Msg#: 3252492 posted 5:45 pm on Feb 14, 2007 (gmt 0)
Robots.txt takes effect as soon as you upload it. Every time googlebot visits your site the first thing it does is. Googlebot then looks to see if you have specific user agent instructions for it. If you list specific instructions for the user agent googlebot, googlebot will ignore the generic instructions and only follow the specific instructions.
Your current robots.txt has several problems with it. Disallow: /topic should be Disallow: /topic/ (notice the trailing slash). This is why googlebot is indexing www.example.com/topic/heating.
I assume you do not want googlebot to crawl your /admin/ folder so you should place a copy of the generic instructions under the googlebot line.

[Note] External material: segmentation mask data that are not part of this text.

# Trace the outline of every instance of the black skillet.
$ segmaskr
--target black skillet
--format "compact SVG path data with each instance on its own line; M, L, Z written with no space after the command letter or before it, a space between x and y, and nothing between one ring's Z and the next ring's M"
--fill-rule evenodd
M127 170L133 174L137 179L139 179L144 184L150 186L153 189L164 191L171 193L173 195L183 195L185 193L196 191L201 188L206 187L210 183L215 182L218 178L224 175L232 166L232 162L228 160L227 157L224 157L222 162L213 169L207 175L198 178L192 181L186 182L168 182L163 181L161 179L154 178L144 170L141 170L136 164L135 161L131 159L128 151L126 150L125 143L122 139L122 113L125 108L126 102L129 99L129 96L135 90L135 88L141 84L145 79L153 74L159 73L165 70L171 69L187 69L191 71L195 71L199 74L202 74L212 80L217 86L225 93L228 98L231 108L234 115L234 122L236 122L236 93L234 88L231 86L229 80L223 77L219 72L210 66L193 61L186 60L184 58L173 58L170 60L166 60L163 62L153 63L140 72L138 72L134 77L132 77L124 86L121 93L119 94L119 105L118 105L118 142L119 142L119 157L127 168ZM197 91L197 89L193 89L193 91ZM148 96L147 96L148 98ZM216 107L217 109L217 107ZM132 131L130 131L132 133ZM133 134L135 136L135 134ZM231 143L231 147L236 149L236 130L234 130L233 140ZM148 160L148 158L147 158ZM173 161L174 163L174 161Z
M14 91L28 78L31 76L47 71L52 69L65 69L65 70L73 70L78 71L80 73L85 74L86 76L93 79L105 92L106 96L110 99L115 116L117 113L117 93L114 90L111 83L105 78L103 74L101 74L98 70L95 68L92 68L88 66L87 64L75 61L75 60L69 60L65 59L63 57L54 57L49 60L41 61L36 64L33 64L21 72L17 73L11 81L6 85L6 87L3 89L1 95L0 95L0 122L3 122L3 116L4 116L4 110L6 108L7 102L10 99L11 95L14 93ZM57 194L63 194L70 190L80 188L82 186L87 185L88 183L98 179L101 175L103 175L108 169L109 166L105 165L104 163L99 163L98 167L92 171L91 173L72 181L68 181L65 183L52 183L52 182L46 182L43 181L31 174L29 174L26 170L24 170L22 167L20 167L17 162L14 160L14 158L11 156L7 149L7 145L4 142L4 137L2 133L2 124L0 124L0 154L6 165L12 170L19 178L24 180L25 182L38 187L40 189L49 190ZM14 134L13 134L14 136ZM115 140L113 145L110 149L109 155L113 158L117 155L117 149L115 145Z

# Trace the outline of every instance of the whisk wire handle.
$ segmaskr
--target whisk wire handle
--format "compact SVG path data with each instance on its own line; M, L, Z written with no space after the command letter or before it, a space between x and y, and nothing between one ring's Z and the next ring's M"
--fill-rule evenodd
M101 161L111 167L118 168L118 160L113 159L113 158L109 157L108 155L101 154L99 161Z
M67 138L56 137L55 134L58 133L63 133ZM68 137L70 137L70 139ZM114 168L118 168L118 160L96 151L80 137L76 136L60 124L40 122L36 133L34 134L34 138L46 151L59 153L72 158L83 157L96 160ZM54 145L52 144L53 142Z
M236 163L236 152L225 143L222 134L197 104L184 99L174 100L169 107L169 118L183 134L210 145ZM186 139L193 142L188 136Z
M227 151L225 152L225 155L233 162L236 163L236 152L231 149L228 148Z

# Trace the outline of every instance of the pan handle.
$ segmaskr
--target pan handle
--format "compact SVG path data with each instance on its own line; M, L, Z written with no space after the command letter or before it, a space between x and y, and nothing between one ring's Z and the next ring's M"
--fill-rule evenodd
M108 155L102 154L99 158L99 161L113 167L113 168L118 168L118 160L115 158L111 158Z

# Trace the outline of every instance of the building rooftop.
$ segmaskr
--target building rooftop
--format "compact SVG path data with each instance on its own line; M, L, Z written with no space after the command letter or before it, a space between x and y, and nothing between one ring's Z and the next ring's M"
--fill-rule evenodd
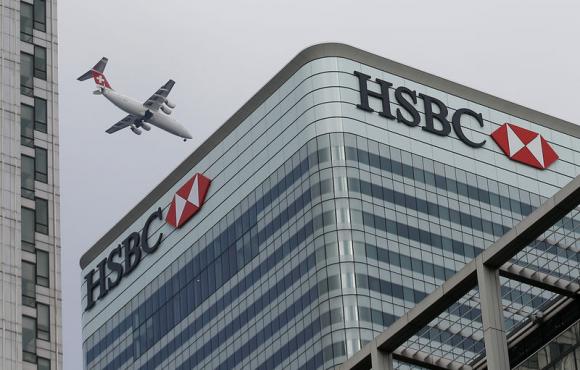
M534 122L550 129L580 138L580 126L571 122L523 107L521 105L497 98L484 92L446 80L418 69L394 62L367 51L339 43L324 43L308 47L296 55L264 87L248 100L232 117L230 117L214 134L191 153L175 170L159 183L147 196L119 220L103 235L80 259L81 268L85 268L103 250L105 250L121 233L123 233L139 216L150 209L153 204L166 194L183 176L195 167L213 148L236 129L252 112L269 96L278 90L303 65L320 58L340 57L363 63L402 78L456 95L474 103L504 112L506 114Z

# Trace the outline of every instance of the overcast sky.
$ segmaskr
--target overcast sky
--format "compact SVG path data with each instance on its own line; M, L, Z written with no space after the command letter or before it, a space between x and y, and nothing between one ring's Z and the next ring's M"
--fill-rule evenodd
M347 43L580 123L578 1L59 0L64 368L82 368L79 258L305 47ZM124 113L76 78L102 56L146 100L167 79L194 138L104 131Z

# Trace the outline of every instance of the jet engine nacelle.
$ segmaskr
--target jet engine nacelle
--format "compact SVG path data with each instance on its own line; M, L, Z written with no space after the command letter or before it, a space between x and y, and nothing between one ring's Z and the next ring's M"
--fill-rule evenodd
M165 99L165 104L171 108L171 109L175 109L175 104L170 102L169 99Z
M141 128L145 131L151 131L151 125L145 122L141 122Z
M141 135L141 130L135 127L135 125L131 125L131 131L133 131L135 135Z
M165 114L171 114L171 112L173 112L171 109L167 108L165 105L161 106L161 110L163 111L163 113Z

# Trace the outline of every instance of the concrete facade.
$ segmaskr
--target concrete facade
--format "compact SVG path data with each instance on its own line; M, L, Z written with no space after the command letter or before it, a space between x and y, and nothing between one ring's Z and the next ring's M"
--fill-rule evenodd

To block pages based on url wildcards (aka pattern matching) add this line: Disallow: /*blog?* (this will block all URLs that contain "blog?". For more information about Google's robots.txt [google.com]
Also when in doubt you can test your robots.txt with googlebots validator. It is located within Google Sitemaps [google.com]
Msg#: 3252492 posted 6:02 pm on Feb 14, 2007 (gmt 0)
Blank lines are required after Disallow and before the next User-agent, and also at the end of the file.
While Google and some of the other major search engines will look for the most specific User-agent record that applies to them, many search engines will not. All that is required by the robots.txt Standard is that a robot accept the first record which matches (or partially matches) its user-agent name, or a User-agent record specifying "*" whichever comes first.